Um die Herausforderung der Absatzprognostizierung im Omnichannel-Handel zu bewältigen, müssen Menschen und Systeme zusammenarbeiten. Omnichannel-Lebensmittelhändler müssen in Planungsteams investieren. Diese sollten umfassend sowohl über Absatzplanung als auch Einzelhandelsprozesse, in denen Absatzprognosen wichtig sind, informiert sein.
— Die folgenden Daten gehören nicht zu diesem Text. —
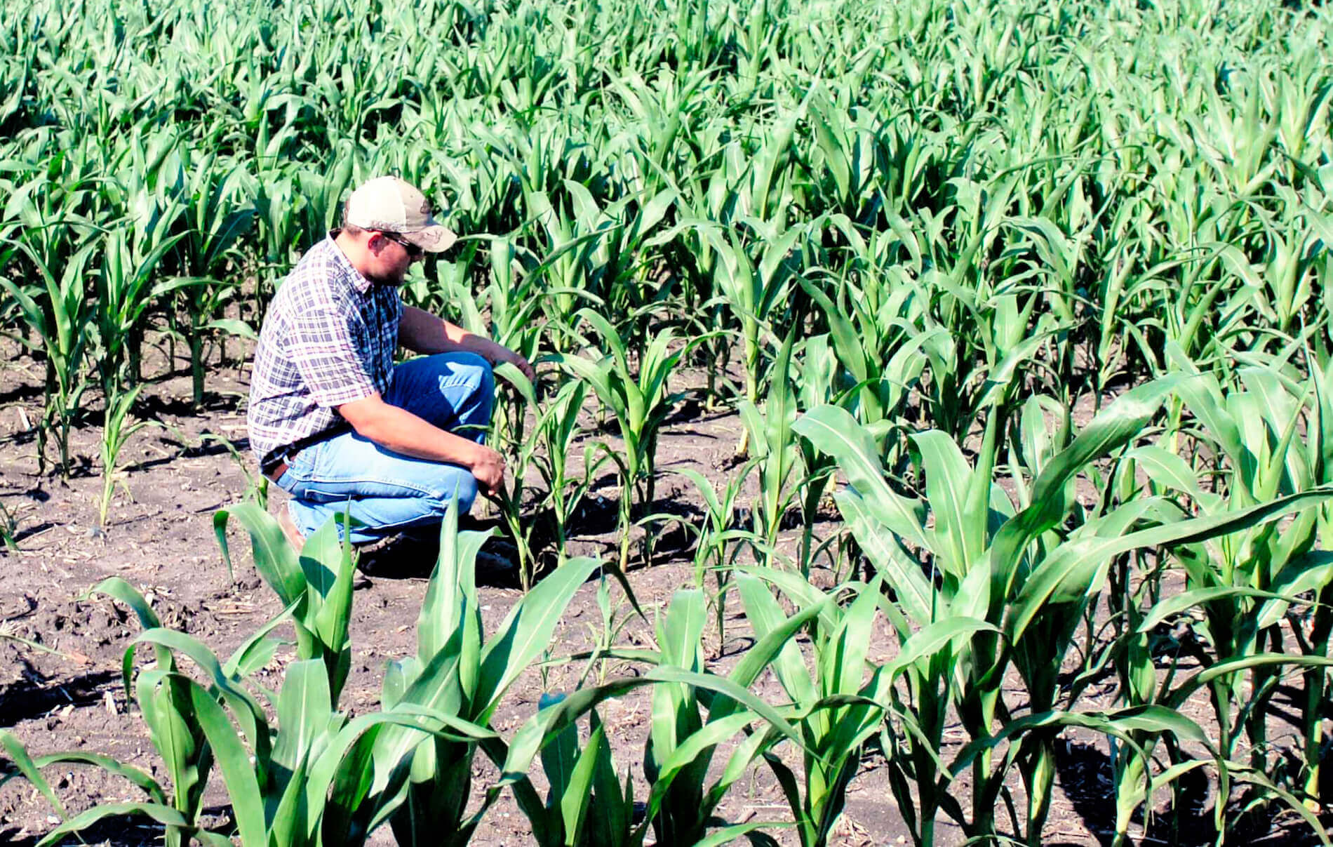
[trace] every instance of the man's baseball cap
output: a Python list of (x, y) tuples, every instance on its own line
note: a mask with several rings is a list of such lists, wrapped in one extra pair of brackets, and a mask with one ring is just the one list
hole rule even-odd
[(425, 195), (396, 176), (377, 176), (353, 191), (345, 221), (400, 235), (431, 253), (449, 249), (459, 240), (448, 227), (436, 223)]

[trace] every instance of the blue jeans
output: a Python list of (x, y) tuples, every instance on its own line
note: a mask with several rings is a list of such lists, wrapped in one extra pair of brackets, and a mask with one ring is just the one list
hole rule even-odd
[[(484, 443), (495, 377), (491, 364), (476, 353), (423, 356), (393, 368), (384, 400)], [(457, 500), (464, 515), (477, 496), (469, 470), (404, 456), (352, 431), (312, 444), (287, 463), (277, 484), (291, 492), (287, 508), (307, 538), (329, 518), (351, 511), (361, 523), (352, 527), (352, 543), (373, 542), (404, 527), (439, 522), (449, 500)]]

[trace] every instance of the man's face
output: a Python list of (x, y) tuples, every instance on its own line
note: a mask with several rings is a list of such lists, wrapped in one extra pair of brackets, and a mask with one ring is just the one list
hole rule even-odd
[(369, 268), (365, 277), (380, 285), (401, 285), (408, 268), (424, 255), (419, 247), (393, 232), (369, 231), (367, 239)]

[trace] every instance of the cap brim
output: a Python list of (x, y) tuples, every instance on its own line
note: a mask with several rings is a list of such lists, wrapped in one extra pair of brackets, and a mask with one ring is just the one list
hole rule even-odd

Die Teams sollten deshalb mit Tools ausgestattet werden, die

  • einen hohen Grad der Automatisierung erlauben, um den enormen Datenmengen und der erforderlichen detaillierten Planung gerecht zu werden,
  • alle vorhandenen Planungsinformationen und -daten nutzen können. Ein Beispiel wäre die Anwendung von Machine-Learning bei der Prognostizierung von Kampagnen, um die Auswirkungen von Kampagnenart und -produkten, Preis und Platzierung festhalten zu können,
  • Absatzplanung und -prognostizierung für verschiedene Zwecke unterstützen, zum Beispiel für sowohl Auftragserfüllung als auch Workforce-Management, und
  • flexibel genug sind, sich einem sich stets wandelnden Geschäftsumfeld anzupassen.

Der Onlinehandel mit Lebensmitteln hält einige Herausforderungen bereit. Dennoch kann man davon ausgehen, dass der traditionelle Lebensmittelhandel sein Online-Geschäft weiter ausbaut. Dabei ist jedoch auch klar, dass es angesichts wachsender Preiskonkurrenz und steigender Arbeitskosten noch schwieriger wird, Margen zu sichern und zu steigern.

*Dark Stores sind Outlets oder Distributionszentren exklusiv für das Online-Shopping. Ein Dark Store ist meistens ein größeres Lager, das für Click & Collect oder zur Auftragsausführung von Online-Bestellungen genutzt wird. Dark Stores sind für die Öffentlichkeit nicht zugänglich, auch wenn sie von innen wie herkömmliche Supermärkte aussehen.